Una delle più comuni obiezioni delle persone che sono pro-aborto si esprime attraverso una simile asserzione: “Sei contro l’aborto? Non abortire! Non impedire agli altri di farlo!”. Come a dire: “Io non limito la tua libertà, quindi tu non limitare la mia!”.  Questa obiezione ha le sue radici in una concezione della libertà che esalta in modo assoluto il singolo individuo.
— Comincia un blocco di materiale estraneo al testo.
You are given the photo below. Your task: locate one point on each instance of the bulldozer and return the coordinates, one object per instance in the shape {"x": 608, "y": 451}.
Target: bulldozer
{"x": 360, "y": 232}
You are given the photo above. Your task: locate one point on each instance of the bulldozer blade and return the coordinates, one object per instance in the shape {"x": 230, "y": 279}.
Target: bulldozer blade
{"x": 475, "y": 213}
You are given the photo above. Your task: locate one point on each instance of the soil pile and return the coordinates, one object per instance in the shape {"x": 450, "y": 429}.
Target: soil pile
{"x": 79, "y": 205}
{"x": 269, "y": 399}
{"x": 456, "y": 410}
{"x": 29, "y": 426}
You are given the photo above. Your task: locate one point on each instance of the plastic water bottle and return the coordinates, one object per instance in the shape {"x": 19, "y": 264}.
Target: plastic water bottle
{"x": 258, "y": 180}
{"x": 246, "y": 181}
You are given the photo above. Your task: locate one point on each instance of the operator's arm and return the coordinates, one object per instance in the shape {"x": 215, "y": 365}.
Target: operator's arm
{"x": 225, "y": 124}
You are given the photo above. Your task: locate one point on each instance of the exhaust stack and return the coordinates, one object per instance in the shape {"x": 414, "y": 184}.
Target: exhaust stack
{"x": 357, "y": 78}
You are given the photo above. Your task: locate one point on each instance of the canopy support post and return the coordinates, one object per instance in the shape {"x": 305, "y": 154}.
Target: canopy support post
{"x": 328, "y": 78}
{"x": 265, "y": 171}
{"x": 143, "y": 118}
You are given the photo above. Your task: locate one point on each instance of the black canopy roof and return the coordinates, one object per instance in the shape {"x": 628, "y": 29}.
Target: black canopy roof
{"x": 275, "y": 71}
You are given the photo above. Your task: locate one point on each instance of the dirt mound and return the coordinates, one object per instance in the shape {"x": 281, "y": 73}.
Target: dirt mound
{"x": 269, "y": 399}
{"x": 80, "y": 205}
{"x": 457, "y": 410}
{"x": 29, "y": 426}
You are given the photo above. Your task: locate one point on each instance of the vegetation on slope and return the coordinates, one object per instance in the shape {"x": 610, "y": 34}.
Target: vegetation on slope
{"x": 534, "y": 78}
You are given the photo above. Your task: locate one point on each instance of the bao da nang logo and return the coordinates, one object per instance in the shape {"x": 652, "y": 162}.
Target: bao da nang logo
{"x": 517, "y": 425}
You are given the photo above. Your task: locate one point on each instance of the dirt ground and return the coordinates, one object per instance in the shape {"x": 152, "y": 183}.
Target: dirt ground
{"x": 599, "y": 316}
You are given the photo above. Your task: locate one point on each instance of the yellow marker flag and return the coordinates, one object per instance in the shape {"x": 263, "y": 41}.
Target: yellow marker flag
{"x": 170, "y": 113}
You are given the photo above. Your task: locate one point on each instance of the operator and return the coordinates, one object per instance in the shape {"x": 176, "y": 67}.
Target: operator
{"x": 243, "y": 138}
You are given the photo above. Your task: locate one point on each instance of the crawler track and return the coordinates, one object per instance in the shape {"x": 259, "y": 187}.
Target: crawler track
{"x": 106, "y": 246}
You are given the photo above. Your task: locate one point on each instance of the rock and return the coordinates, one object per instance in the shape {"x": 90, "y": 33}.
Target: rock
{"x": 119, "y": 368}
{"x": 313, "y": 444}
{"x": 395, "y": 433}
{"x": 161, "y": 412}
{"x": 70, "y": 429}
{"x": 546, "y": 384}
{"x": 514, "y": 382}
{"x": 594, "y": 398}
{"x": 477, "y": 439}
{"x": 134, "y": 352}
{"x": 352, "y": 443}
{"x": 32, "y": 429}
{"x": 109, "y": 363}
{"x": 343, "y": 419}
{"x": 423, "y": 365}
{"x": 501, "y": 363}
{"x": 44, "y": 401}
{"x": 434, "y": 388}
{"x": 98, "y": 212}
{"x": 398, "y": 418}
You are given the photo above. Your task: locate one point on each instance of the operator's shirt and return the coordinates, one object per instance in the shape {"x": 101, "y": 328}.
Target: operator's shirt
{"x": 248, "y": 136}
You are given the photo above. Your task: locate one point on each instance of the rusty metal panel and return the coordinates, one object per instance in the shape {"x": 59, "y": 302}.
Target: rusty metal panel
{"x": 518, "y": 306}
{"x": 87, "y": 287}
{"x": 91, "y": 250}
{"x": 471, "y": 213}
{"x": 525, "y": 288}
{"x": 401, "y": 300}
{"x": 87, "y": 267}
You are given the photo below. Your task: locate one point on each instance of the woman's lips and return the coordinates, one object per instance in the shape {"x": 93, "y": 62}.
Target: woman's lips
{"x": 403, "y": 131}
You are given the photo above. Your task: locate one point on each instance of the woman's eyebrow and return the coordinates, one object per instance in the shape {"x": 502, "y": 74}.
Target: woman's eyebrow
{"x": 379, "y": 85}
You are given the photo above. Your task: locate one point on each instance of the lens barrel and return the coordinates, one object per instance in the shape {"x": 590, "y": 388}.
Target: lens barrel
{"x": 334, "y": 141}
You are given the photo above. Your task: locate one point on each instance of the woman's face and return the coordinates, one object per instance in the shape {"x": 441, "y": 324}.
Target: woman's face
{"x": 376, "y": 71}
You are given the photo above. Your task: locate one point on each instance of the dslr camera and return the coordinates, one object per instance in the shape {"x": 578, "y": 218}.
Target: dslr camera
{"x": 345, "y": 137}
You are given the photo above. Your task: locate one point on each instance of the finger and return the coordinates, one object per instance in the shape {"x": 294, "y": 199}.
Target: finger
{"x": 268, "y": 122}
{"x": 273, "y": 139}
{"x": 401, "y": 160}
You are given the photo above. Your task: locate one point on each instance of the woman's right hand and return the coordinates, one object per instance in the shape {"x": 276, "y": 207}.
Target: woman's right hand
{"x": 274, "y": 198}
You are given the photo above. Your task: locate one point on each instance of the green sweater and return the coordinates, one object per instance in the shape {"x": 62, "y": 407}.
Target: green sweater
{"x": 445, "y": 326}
L’individualismo imperante, dunque, ci conduce a un isolamento psicologico sempre più accentuato e ci illude che l’esasperazione del concetto di soggettività possa portare alla felicità.

 

Se vuoi il bene dell’altro vuoi che segua il giusto!

Se vuoi il bene dell’altro, vuoi che segua la giusta strada. Per esempio: se una persona si stesse per suicidare buttandosi da un ponte, tu non cercheresti di salvarla? Oppure te ne andresti con indifferenza perché, alla fine, tu sei contro il suicidio, ma gli altri devono avere il diritto di scegliere come e dove morire. Questo ci riporta anche a un altro grande tema di attualità: l’eutanasia e il suicidio assistito. Inoltre, quando una persona arriva al gesto estremo di togliersi la vita, ecco che si presenta quel che Papa Giovanni Paolo II definiva come un “malinteso senso di umana pietà e altruismo”. Quando accadono queste tragedie, le persone si prodigano in un finto dispiacere per l’accaduto. Avere pietà dell’altro, invece, è stargli accanto e portare la Verità del Vangelo sulla vita. Quest’ultima consiste nell’annunciare che la vita è un dono, non è un diritto e non è una questione su cui noi possiamo esercitare il nostro potere coercitivo.

L’estremo relativismo

Il relativismo in cui siamo immersi ogni giorno ci invita e ci culla nella convinzione che qualunque nostra scelta sia giusta e/o accettabile. Ognuno può fare e dire ciò che vuole. Ma è davvero così? Questo ci fa bene? Fare ciò che vogliamo può ledere il diritto di un altro, proprio come accade nel caso dell’aborto. Quando una donna esercita il diritto di abortire, inevitabilmente prevarica con la sua libertà, la libertà del bambino. Come scrive Papa Giovanni Paolo II, si tratta della libertà dei più forti contro quella dei più deboli. In conclusione, stiamo creando una cultura in cui non c’è spazio per la vita nascente che, essendo fragile, deve essere custodita e necessariamente dipendere da un altro.